Investment in environmental, social and corporate governance by college and university endowments, an investment strategy those institutions pioneered in the 1970s with anti-apartheid campaigns, is less widespread than it may seem, a new study says.
Higher-education endowents, which represent over $400 billion in combined assets under management, also show a “general lack of transparency” in their practices in environmental, social and governance investing, or ESG, says the study, which was commissioned and funded by the Investor Responsibility Research Center Institute and conducted by Tellus Institute.
“Historically, endowments were groundbreaking institutional investors that addressed social and environmental considerations in their investments far earlier than others,” Jon Kukomnik, executive director of the IRRC Institute, says in a statement. “Our findings indicate that today’s endowments no longer are leaders in the institutional ESG investment arena.”
The study, “Environmental, Social and Governance Investing by College and University Endowments in the United States,” is based on an analysis of “sustainable” investing by education endowments, including the aggregation of”multiple survey data sets,” plus new primary research.
The main form of sustainable investing activity by higher-ed endowments tends to remain “single-issue negative screening” of public-equity portfolios such as tobacco or targeted divestment from the Sudan, the study says.
And while a growing number of surveys and reporting mechanisms have emerged in the last 10 years to obtain inforation about sustainable and responsible endowment management, it says, a “widespread lack of independent verification of self-reported data exists” and sustainable investment transparency “remains poor.”
Investment policies by college and university endowments are “remarkably opaque, even at some state-funded universities,” the study says.
The education community also is “largely is absent from the national and global institutional investment networks,” it says.
Not a single higher-education endowment is among the 900 signatories of the United Nations Principles for Responsible Investment, for example, and only one is a member of the Council of Institutional Investors, the leading U.S. association of institutional investors, the study says.
It also finds issues that relate to “confusion about ESG semantics.”
Some colleges and universities “claim to be making sustainable investments when those investments do not meet the standard definitions of such investments,” the study says.
Confusion about the semantics of sustainable investing has resulted in “problematic claims and misclassification of investments,” the study says.

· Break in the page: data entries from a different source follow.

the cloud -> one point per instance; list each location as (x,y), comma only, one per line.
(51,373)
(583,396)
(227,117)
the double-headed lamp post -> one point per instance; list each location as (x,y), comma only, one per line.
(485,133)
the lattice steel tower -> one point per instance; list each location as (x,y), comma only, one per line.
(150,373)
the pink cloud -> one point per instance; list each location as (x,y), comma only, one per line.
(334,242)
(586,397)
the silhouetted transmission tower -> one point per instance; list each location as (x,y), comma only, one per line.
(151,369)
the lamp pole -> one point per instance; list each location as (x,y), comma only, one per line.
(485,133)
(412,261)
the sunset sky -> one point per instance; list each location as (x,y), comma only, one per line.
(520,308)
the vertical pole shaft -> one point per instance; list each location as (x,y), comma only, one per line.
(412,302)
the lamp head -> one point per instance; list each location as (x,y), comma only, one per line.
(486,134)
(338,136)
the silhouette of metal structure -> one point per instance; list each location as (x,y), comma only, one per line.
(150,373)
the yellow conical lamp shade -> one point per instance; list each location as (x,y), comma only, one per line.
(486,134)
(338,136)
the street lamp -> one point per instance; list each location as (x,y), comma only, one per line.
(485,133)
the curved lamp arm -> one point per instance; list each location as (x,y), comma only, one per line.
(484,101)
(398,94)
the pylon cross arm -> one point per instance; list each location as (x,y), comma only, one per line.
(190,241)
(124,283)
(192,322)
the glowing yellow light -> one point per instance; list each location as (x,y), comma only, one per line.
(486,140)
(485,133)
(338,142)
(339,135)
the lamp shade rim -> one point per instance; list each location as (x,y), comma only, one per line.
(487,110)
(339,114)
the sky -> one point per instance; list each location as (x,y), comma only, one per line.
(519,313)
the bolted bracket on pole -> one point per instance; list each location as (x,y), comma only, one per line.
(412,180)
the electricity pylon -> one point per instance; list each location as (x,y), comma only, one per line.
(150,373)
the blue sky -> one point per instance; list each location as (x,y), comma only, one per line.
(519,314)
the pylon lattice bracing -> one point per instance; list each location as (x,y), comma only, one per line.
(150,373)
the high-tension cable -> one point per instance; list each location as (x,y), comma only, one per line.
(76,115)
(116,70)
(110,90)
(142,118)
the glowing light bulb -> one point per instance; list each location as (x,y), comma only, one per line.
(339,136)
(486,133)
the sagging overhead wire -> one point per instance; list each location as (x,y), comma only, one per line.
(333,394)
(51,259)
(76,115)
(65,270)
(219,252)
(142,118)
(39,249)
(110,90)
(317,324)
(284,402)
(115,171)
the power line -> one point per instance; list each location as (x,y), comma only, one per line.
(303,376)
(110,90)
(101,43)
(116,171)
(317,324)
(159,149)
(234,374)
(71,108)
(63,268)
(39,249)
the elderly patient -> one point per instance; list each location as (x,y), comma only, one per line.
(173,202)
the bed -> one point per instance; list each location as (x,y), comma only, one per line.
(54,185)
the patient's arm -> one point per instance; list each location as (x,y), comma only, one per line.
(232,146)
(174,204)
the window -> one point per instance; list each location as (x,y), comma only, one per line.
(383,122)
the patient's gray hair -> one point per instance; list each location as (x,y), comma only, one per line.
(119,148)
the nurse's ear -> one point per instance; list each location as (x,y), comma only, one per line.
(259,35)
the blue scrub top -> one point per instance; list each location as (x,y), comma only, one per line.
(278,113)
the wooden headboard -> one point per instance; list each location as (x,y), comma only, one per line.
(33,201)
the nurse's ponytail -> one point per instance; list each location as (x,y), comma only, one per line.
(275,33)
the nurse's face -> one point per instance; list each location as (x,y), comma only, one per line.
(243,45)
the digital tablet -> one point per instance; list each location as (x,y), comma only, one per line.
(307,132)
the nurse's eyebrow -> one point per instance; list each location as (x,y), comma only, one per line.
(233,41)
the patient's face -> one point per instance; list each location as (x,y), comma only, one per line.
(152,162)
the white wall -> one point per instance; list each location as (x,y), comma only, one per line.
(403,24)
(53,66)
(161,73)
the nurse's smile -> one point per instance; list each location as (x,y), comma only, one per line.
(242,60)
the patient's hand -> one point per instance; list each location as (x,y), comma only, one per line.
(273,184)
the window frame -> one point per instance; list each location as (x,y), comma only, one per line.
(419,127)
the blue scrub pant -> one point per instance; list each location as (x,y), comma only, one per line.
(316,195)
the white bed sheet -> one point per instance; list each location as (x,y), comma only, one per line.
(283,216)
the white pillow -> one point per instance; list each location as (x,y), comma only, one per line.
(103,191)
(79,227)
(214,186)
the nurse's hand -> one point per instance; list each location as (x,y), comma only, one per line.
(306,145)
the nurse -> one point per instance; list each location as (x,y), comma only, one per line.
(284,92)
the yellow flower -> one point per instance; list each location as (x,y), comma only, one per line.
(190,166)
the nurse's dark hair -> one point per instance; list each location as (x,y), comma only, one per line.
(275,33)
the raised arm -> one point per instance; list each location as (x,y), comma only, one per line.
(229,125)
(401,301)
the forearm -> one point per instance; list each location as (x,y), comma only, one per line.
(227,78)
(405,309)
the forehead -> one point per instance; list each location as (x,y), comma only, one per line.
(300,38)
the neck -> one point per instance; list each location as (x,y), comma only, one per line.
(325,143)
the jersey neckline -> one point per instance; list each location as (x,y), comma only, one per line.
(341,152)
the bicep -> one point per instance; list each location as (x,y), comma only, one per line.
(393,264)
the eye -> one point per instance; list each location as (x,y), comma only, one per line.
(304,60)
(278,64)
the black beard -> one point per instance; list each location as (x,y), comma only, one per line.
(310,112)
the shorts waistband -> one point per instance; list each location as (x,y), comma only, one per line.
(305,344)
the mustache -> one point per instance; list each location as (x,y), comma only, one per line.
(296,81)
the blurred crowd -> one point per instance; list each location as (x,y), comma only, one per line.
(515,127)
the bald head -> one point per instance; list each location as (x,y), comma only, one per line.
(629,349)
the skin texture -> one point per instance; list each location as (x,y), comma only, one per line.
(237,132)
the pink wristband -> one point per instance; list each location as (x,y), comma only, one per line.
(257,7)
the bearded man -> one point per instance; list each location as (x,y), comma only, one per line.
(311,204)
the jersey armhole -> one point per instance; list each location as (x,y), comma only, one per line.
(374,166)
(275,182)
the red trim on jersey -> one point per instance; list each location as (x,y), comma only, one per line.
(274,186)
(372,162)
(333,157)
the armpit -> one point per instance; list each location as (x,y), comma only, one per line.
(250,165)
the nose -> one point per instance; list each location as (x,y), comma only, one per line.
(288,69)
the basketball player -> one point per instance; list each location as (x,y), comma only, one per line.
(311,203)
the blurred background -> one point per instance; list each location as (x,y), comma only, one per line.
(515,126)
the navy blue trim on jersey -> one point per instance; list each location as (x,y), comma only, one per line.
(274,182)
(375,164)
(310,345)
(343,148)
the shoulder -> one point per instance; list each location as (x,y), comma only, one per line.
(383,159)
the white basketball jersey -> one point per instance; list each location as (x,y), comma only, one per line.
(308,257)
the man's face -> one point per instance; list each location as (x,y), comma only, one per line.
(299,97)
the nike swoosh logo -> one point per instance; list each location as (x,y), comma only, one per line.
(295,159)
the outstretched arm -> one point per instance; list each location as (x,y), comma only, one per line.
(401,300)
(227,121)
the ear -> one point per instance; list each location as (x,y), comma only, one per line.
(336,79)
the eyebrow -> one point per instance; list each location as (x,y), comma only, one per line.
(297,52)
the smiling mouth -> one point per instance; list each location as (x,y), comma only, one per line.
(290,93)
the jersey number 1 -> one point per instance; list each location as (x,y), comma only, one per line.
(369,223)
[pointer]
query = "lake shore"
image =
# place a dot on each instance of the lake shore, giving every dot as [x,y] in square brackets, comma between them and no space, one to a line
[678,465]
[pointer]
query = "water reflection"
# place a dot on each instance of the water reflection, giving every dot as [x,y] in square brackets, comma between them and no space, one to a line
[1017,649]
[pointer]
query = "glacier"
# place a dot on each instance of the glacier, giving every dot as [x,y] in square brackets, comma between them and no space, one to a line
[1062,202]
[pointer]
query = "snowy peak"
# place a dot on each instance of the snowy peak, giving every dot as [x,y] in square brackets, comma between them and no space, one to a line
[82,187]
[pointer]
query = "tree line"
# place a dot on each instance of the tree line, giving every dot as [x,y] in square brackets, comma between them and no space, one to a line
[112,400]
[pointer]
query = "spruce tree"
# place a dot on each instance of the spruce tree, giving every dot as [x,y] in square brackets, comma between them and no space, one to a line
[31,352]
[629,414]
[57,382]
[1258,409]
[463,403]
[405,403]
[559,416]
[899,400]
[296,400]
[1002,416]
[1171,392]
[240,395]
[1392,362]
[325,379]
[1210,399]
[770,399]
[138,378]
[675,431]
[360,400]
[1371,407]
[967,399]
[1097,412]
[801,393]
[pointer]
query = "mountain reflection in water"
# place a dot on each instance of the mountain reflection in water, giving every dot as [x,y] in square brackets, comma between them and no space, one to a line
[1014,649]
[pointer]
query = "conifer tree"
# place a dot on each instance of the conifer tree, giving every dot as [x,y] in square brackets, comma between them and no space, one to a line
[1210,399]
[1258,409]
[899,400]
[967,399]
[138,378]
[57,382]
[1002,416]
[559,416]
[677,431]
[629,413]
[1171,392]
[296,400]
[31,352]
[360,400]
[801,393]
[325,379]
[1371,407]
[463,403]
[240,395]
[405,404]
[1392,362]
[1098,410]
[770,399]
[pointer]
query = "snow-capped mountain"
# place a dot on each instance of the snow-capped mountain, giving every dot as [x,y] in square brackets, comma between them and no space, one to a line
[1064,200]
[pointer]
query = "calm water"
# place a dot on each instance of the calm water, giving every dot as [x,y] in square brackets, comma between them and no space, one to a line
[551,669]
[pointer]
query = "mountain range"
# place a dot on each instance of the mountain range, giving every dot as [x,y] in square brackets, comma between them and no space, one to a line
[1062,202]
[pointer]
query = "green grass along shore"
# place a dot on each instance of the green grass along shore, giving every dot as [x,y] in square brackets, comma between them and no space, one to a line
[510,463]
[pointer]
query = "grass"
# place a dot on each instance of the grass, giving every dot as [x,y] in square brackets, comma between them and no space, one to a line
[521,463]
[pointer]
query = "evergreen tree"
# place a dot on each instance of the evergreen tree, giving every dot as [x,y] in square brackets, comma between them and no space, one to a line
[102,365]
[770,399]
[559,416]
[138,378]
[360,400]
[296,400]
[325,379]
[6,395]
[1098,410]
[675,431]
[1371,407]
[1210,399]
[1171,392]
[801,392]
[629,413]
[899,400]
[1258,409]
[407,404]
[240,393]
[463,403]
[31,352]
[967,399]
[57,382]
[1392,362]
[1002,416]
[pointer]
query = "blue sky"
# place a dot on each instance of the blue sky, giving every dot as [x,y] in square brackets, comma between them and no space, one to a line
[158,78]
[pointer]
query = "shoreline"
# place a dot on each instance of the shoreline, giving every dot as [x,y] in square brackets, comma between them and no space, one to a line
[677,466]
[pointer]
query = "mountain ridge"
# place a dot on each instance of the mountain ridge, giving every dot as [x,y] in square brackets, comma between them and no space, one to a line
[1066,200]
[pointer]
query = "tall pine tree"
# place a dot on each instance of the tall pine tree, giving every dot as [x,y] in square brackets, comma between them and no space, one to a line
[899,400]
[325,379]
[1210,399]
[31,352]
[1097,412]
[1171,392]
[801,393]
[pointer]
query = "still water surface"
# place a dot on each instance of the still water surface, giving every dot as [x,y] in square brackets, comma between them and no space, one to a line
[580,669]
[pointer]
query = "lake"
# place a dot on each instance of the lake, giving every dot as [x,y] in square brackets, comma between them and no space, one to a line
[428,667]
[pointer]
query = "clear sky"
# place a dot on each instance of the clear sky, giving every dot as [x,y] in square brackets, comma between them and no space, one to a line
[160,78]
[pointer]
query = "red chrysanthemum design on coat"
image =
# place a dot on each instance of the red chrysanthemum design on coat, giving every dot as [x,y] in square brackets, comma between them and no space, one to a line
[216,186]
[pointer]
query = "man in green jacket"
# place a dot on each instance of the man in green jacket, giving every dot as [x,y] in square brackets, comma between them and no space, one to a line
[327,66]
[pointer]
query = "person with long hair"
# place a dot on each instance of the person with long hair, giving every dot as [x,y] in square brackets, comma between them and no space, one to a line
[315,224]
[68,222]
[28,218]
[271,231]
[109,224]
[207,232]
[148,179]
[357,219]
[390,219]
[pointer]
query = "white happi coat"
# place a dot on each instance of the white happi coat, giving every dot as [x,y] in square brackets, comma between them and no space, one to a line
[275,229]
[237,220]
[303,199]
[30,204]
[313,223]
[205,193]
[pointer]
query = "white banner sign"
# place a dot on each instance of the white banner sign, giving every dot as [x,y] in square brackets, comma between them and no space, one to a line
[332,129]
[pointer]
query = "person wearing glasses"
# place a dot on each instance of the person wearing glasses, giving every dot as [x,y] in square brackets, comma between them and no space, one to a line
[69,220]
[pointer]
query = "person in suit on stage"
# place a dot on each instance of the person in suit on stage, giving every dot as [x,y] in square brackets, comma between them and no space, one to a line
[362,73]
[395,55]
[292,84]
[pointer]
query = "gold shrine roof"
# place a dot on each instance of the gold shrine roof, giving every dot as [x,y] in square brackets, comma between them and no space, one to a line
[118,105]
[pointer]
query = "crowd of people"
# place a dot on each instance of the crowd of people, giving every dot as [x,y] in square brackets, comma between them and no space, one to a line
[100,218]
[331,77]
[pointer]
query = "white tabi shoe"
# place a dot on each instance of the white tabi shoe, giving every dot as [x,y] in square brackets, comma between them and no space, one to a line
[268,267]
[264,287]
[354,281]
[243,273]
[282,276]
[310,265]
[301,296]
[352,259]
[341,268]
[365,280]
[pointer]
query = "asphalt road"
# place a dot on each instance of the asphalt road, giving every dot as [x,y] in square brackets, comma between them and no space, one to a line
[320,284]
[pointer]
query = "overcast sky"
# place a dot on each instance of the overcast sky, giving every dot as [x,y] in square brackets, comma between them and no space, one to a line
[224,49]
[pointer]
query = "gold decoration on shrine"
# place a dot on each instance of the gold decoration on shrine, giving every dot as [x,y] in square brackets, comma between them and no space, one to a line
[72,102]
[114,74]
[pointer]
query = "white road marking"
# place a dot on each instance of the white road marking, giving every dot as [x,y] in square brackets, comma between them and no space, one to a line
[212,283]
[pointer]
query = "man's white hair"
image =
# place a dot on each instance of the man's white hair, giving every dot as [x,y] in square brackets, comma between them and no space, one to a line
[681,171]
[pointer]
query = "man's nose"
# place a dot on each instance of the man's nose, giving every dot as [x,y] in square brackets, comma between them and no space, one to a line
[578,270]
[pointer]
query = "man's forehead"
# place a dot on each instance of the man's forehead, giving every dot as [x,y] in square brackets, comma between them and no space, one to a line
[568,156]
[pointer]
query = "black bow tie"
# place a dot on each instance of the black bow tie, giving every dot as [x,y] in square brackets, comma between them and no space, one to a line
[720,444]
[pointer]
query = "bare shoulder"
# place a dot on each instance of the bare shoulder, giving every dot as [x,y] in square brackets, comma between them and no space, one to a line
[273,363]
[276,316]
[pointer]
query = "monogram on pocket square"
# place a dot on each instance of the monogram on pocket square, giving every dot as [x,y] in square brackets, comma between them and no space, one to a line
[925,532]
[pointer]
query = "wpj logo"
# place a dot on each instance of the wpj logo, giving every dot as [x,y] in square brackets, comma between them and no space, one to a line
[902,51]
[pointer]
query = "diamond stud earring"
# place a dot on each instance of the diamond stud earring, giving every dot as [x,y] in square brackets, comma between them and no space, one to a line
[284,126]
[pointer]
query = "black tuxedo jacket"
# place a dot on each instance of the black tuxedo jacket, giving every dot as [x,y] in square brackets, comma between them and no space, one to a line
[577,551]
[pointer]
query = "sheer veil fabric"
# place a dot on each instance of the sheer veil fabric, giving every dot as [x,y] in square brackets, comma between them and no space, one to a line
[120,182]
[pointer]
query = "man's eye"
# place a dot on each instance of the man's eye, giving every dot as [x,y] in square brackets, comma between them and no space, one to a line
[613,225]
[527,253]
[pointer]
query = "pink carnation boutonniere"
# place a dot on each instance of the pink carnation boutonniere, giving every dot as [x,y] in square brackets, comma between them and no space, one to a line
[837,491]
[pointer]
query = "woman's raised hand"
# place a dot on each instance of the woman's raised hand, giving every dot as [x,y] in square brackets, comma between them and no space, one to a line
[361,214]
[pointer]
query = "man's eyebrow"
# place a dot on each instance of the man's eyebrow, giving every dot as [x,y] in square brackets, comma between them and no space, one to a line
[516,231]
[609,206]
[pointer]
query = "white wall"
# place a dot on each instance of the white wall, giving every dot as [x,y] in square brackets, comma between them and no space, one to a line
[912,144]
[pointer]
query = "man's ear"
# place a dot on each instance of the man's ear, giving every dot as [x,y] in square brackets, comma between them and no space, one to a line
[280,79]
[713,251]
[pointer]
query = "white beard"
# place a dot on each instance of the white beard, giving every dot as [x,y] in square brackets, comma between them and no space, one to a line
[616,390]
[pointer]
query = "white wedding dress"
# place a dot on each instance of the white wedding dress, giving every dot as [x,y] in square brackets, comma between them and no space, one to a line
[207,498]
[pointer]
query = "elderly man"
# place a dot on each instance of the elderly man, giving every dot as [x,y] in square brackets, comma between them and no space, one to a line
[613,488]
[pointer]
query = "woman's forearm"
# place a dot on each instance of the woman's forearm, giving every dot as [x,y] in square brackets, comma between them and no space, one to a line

And despite considerable focus on proxy-voting recommendations, an effort that encourages endowments to be more active and engaged shareholders by using their proxy power, many colleges are shifting investments from publicly-traded securities to “indirect investments in commingled vehicles and more opaque, illiquid investments in alternative asset classes,” the study says.
Traditional equity investing, including proxy voting, represents a decreasing portion of many endowments, it says.
“The endowment community exhibits a weak understanding of ESG investing strategies, trends, opportunities, and language,” the study says.
While sustainable investing is not widespread in the higher-ed endowment community, it says, some innovative investing programs could serve as models.
Those include Middlebury College and Dickinson College, which have invested in a Sustainability Investments Initiative that includes clean-tech investments, as well as the Omidyar Tufts Microfinance Fund at Tufts University.
And misperceptions about sustainable investing “open immense learning opportunities for the endowment community,” the study says, “though a much great openness to discussions of sustainable and responsible investing is needed.”